A grim milestone was reached on Sunday as the death toll from devastating earthquakes in Turkey and Syria topped more than 30,000, The Associated Press reported.
Rescuers continued to look for survivors among the rubble of the quake, a 7.8-magnitude temblor that struck on Feb. 6. The earthquake destroyed hundreds of buildings, with BBC News reporting that structures "as large as 12 stories high are now flattened" with "huge mountains of rubble as far as the eye can see."
Turkish President Recep Tayyip Erdogan has referred to the earthquake as the "disaster of the century," and Turkish officials said that a 310-mile diameter region was affected by the shake, an area home to more than 13.5 million people in Turkey and more in Syria.
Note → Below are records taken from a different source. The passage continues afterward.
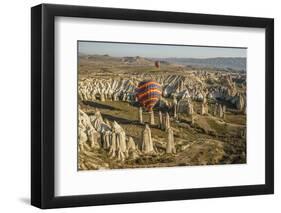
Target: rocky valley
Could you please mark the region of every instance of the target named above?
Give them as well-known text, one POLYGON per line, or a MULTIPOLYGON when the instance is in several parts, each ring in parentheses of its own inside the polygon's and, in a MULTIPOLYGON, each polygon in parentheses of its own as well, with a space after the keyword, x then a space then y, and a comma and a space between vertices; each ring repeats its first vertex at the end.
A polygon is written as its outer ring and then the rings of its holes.
POLYGON ((80 55, 78 170, 246 163, 246 72, 80 55), (142 81, 161 86, 147 111, 142 81))

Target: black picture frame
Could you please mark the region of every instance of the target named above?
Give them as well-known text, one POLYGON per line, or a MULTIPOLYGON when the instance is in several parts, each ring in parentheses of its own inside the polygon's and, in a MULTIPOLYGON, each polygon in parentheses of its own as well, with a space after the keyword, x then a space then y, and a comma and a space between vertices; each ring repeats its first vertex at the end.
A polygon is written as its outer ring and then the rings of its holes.
MULTIPOLYGON (((94 192, 93 192, 94 193, 94 192)), ((274 193, 274 20, 240 16, 41 4, 31 8, 31 204, 60 208, 106 204, 217 198, 274 193), (54 195, 55 17, 264 28, 265 184, 93 195, 54 195)))

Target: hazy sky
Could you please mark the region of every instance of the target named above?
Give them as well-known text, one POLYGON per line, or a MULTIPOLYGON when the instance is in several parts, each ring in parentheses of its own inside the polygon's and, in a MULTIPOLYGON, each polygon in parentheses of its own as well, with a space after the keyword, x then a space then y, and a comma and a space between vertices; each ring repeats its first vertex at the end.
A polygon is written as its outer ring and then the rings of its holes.
POLYGON ((246 57, 247 49, 229 47, 151 45, 109 42, 78 42, 79 53, 110 56, 142 56, 151 58, 246 57))

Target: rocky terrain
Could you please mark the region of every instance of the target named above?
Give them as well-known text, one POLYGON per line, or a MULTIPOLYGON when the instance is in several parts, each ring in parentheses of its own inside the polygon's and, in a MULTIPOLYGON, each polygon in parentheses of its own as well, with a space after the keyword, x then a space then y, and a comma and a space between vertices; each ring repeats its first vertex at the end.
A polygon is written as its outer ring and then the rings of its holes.
MULTIPOLYGON (((163 59, 155 59, 163 60, 163 59)), ((166 62, 190 65, 197 68, 215 68, 246 72, 246 58, 242 57, 217 57, 217 58, 165 58, 166 62)))
POLYGON ((246 163, 246 73, 152 59, 83 55, 78 70, 78 169, 246 163), (153 113, 136 99, 153 79, 153 113))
A massive rescue operation was launched, but hope is fading as the days continue to pass. With the World Health Organization's original estimate of 20,000 deaths now far exceeded, it is unclear exactly how many more fatalities will occur.
Despite the devastation, though, there have been remarkable stories of survival against all odds.
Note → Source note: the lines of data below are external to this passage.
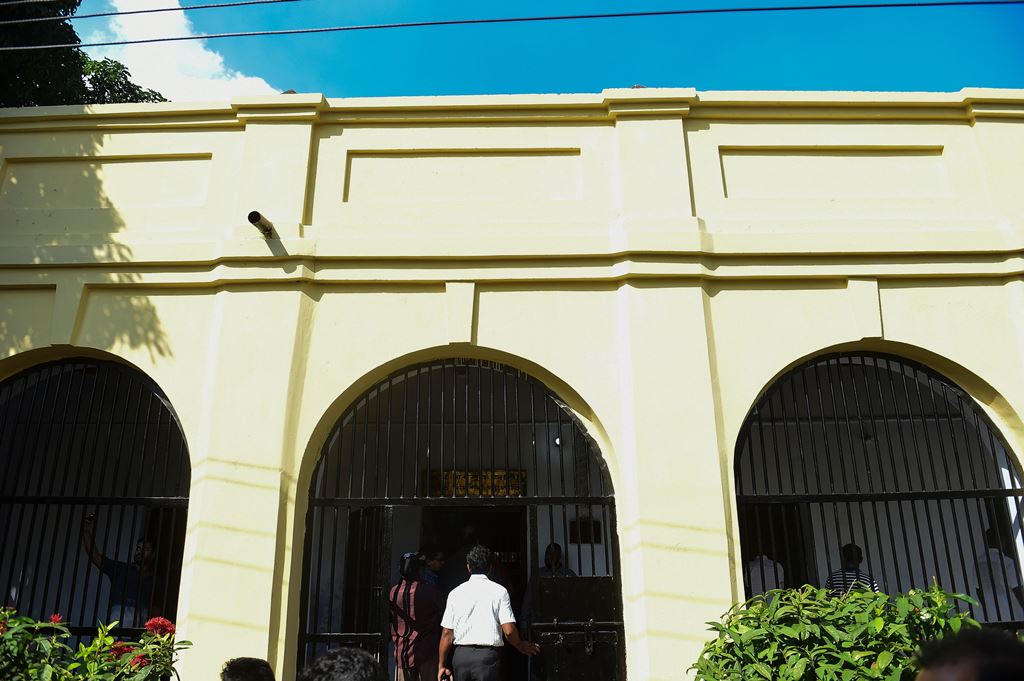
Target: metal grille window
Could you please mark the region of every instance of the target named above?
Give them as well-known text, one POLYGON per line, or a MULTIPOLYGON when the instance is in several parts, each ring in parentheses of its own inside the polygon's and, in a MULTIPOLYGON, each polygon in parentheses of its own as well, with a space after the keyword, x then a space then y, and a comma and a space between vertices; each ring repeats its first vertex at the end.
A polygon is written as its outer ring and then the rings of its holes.
POLYGON ((173 618, 191 471, 166 397, 121 364, 70 359, 0 384, 0 589, 78 637, 173 618))
MULTIPOLYGON (((618 539, 607 470, 578 419, 527 374, 445 360, 388 376, 331 430, 309 494, 300 665, 341 644, 386 658, 387 589, 397 581, 398 557, 438 545, 448 554, 445 570, 464 578, 459 544, 469 530, 497 553, 517 615, 525 607, 538 635, 555 619, 570 628, 594 619, 577 633, 603 642, 596 644, 601 664, 619 669, 618 539), (555 595, 538 569, 551 543, 573 573, 555 595)), ((582 655, 584 644, 577 648, 582 655)), ((596 660, 594 645, 588 650, 596 660)), ((569 664, 566 655, 550 668, 569 664)), ((616 678, 611 673, 602 678, 616 678)), ((520 676, 512 670, 510 678, 520 676)))
POLYGON ((978 619, 1024 624, 1014 455, 920 364, 833 354, 779 378, 741 431, 736 494, 748 597, 859 569, 890 593, 934 579, 978 598, 978 619))

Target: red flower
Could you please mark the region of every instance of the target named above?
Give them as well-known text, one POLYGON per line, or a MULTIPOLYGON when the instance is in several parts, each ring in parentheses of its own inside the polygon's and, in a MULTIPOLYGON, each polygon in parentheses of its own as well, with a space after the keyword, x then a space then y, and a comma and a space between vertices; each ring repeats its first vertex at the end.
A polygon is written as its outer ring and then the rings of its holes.
POLYGON ((63 621, 64 618, 61 616, 59 612, 55 612, 52 615, 50 615, 50 624, 60 624, 63 621))
POLYGON ((130 653, 132 646, 128 645, 124 641, 118 641, 114 645, 110 646, 110 656, 116 659, 120 659, 125 653, 130 653))
POLYGON ((174 623, 163 617, 154 617, 146 622, 146 631, 157 636, 174 633, 174 623))
POLYGON ((130 664, 133 667, 145 667, 146 665, 149 664, 149 658, 147 658, 145 655, 141 655, 141 654, 140 655, 136 655, 135 657, 132 658, 132 661, 131 661, 130 664))
POLYGON ((7 633, 7 622, 0 622, 0 636, 7 633))

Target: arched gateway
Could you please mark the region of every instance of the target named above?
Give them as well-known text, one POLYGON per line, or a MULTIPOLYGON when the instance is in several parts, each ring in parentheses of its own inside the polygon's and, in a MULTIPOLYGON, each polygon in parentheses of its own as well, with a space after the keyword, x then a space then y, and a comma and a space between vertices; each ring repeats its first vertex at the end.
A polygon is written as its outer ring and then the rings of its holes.
MULTIPOLYGON (((615 505, 594 440, 539 381, 463 359, 391 374, 328 435, 309 488, 299 664, 343 644, 386 660, 401 554, 439 547, 452 586, 473 535, 496 551, 492 578, 549 679, 624 678, 615 505), (550 543, 575 576, 539 574, 550 543)), ((509 663, 509 679, 527 678, 509 663)))
POLYGON ((137 369, 73 358, 4 380, 0 605, 60 613, 76 638, 173 619, 190 479, 177 417, 137 369))
POLYGON ((979 620, 1024 626, 1013 453, 969 395, 920 364, 831 354, 780 377, 741 431, 736 496, 748 597, 824 586, 854 543, 882 591, 937 580, 977 598, 979 620))

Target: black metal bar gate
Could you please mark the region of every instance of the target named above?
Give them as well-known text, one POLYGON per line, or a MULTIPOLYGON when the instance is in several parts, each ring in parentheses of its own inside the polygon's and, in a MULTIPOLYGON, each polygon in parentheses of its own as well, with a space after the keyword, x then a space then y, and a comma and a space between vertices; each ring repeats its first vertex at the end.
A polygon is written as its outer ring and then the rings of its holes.
POLYGON ((977 598, 979 620, 1024 626, 1016 459, 932 370, 878 353, 796 367, 751 409, 735 473, 748 597, 825 586, 855 544, 885 592, 934 580, 977 598))
POLYGON ((59 613, 76 639, 173 618, 191 468, 141 372, 77 358, 0 383, 0 605, 59 613))
MULTIPOLYGON (((339 645, 387 662, 398 556, 438 547, 452 586, 470 539, 495 550, 492 579, 545 648, 534 678, 625 678, 614 498, 596 443, 536 379, 463 359, 391 374, 328 435, 309 491, 300 667, 339 645), (551 544, 557 575, 541 569, 551 544)), ((529 674, 509 660, 509 679, 529 674)))

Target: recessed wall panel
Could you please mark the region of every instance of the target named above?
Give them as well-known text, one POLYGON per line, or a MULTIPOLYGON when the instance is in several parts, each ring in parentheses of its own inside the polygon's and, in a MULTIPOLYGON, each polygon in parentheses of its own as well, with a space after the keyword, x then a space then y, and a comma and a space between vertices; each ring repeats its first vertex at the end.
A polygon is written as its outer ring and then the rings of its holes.
POLYGON ((51 343, 54 289, 0 289, 0 358, 51 343))
POLYGON ((692 121, 687 142, 696 214, 709 232, 769 239, 757 248, 784 233, 968 233, 991 214, 968 126, 692 121))
POLYGON ((7 159, 0 208, 183 208, 206 204, 209 154, 187 157, 7 159))
POLYGON ((343 201, 578 200, 579 149, 350 151, 343 201))
POLYGON ((726 198, 952 196, 941 148, 721 147, 726 198))

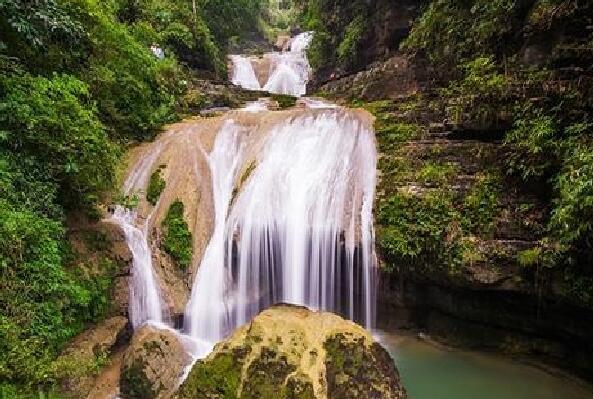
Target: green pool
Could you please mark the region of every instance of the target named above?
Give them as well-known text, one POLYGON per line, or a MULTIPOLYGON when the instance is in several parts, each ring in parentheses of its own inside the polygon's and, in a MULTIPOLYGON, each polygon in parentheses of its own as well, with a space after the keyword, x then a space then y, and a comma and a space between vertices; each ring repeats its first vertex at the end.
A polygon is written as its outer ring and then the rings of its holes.
POLYGON ((593 387, 503 357, 376 332, 410 399, 593 399, 593 387))

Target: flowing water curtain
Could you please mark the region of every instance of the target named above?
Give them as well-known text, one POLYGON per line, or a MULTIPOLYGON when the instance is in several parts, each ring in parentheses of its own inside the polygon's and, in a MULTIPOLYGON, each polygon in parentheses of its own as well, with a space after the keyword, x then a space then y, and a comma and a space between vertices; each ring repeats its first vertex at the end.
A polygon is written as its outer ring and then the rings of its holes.
POLYGON ((271 133, 227 225, 235 324, 289 302, 372 326, 374 154, 372 132, 347 113, 271 133))
POLYGON ((230 276, 224 268, 225 224, 242 162, 241 127, 226 121, 208 156, 214 203, 214 232, 200 262, 185 312, 186 329, 200 340, 216 343, 233 327, 229 320, 230 276))
POLYGON ((186 310, 191 335, 215 343, 278 302, 372 327, 372 132, 346 111, 287 120, 234 195, 240 130, 226 123, 209 156, 215 228, 186 310))
POLYGON ((233 65, 231 81, 237 86, 250 90, 264 90, 295 97, 304 95, 307 92, 307 82, 311 73, 306 49, 312 37, 311 32, 301 33, 292 40, 290 51, 266 54, 266 58, 270 61, 270 73, 263 88, 248 57, 230 56, 233 65))
POLYGON ((292 40, 290 51, 269 54, 271 73, 264 85, 265 91, 295 97, 307 93, 311 67, 307 60, 306 49, 312 37, 311 32, 301 33, 292 40))

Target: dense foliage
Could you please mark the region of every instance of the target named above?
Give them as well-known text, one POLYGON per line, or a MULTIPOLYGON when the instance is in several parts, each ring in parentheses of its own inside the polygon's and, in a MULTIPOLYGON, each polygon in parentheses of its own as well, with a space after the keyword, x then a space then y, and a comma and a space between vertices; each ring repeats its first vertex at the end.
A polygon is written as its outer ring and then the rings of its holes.
POLYGON ((265 4, 0 0, 0 396, 54 385, 106 313, 112 265, 87 273, 66 217, 100 216, 122 145, 175 120, 196 73, 222 76, 265 4))
POLYGON ((359 57, 365 35, 372 27, 370 8, 363 0, 309 0, 303 3, 302 27, 314 31, 309 61, 316 69, 337 66, 347 70, 362 66, 359 57))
AP reported that a number of "dramatic rescues were being broadcast on Turkish television." This includes the rescue of a family of three, including a 12-year-old girl, pulled from the rubble alive in the city of Kahramanmaras.
However, backlash has grown over the perceived slow rescue efforts, with many accusing placing the blame on Erdogan's administration. Turkish officials said Sunday they had begun arresting suspects in connection with faulty construction that allowed buildings to crumble. AP noted that while Turkey does have national construction codes for earthquakes, "they are rarely enforced, explaining why thousands of buildings toppled over or pancaked down onto the people inside."
Feb. 12, 2023: This article has been updated with additional information.